L'UNEF considère qu'avec la préinscription "le gouvernement ouvre une brèche au mieux inefficace et au pire dangereuse". Je ne suis pas opposé au principe d'une discussion sur les orientations tant qu'on n'oblige personne et que ce n'est pas un mode de sélection larvée, comme souvent pour les orientations en France malheureusement.
Enfin, l'UNEF dénonce le second paragraphe comme un principe de sélection local. Je remarquerai juste qu'à ma connaissance, la sélection existe déjà au niveau Master dans les faits.

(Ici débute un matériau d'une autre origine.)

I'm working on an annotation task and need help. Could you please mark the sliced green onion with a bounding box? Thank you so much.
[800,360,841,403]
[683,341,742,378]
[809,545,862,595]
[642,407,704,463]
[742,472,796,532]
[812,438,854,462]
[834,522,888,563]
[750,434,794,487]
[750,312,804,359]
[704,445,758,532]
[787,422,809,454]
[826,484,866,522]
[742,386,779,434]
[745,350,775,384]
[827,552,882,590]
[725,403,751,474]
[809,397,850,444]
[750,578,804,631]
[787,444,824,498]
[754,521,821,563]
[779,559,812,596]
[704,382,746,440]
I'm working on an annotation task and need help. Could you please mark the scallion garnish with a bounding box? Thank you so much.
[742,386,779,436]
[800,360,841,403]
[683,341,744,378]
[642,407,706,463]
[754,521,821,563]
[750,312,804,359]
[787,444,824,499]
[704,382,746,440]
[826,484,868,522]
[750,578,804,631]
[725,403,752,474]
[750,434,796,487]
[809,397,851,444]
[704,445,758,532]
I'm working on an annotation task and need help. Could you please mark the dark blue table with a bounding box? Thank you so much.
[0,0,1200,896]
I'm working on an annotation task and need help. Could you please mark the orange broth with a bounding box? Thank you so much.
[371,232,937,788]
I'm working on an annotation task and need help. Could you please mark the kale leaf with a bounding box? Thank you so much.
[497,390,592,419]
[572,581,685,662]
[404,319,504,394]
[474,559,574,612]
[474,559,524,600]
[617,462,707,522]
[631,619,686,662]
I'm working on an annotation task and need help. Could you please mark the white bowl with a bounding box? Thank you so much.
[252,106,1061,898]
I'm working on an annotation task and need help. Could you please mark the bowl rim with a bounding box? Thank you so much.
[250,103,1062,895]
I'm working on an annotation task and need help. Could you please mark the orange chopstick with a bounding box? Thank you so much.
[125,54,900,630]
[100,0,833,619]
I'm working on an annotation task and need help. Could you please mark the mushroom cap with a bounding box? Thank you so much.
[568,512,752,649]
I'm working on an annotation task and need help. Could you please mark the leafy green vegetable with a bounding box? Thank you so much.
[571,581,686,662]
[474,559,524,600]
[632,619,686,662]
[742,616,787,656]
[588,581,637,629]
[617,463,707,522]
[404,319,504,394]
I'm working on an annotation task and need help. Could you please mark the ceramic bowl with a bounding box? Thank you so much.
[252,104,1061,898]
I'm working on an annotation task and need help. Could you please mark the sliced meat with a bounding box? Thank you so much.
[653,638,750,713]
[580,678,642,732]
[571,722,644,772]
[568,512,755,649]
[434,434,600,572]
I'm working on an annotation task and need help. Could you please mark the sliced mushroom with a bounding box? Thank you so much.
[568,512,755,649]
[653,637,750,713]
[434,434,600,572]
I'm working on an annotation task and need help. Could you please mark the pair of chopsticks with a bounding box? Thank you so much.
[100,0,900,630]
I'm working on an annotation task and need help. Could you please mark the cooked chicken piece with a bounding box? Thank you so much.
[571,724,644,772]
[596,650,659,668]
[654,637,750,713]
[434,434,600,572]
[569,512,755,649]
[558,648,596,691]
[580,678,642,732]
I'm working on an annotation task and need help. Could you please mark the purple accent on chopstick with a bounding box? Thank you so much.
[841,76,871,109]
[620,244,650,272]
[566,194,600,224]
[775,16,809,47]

Pour conclure, réforme bien française : un chef décide, les principaux acteurs exécutent (subissent ?), il faut que le Président ait accès à toutes les manettes, et plus on descend dans la hiérarchie, plus on est soumis aux aléas du niveau supérieur. C'est probablement intéressant quand le Président tout en haut sait ce qu'il fait.

2 commentaires:

Matthieu a dit…

Je suis assez d'accord avec toi, jusqu'a l'étape sur la selection. Il y a naturellement une selection des meilleurs etudiants dans les filieres les plus demandees et les plus competitives, il serait plus sain que cela se fasse dans la transparence et avec des regles claires - ce qui rejoint ce que tu disais sur les tenures tracks.

Tom Roud a dit…

Oui, tu as raison. Le plus gros problème actuel est le débouché des non sélectionnés. En fait, ce que je ne comprends pas du côté de l'UNEF est qu'ils dénoncent la sélection qui a lieu de toutes façons.
Mais gardons aussi à l'esprit qu'on manque d'étudiants, y compris et surtout dans des filières sélectives (sciences).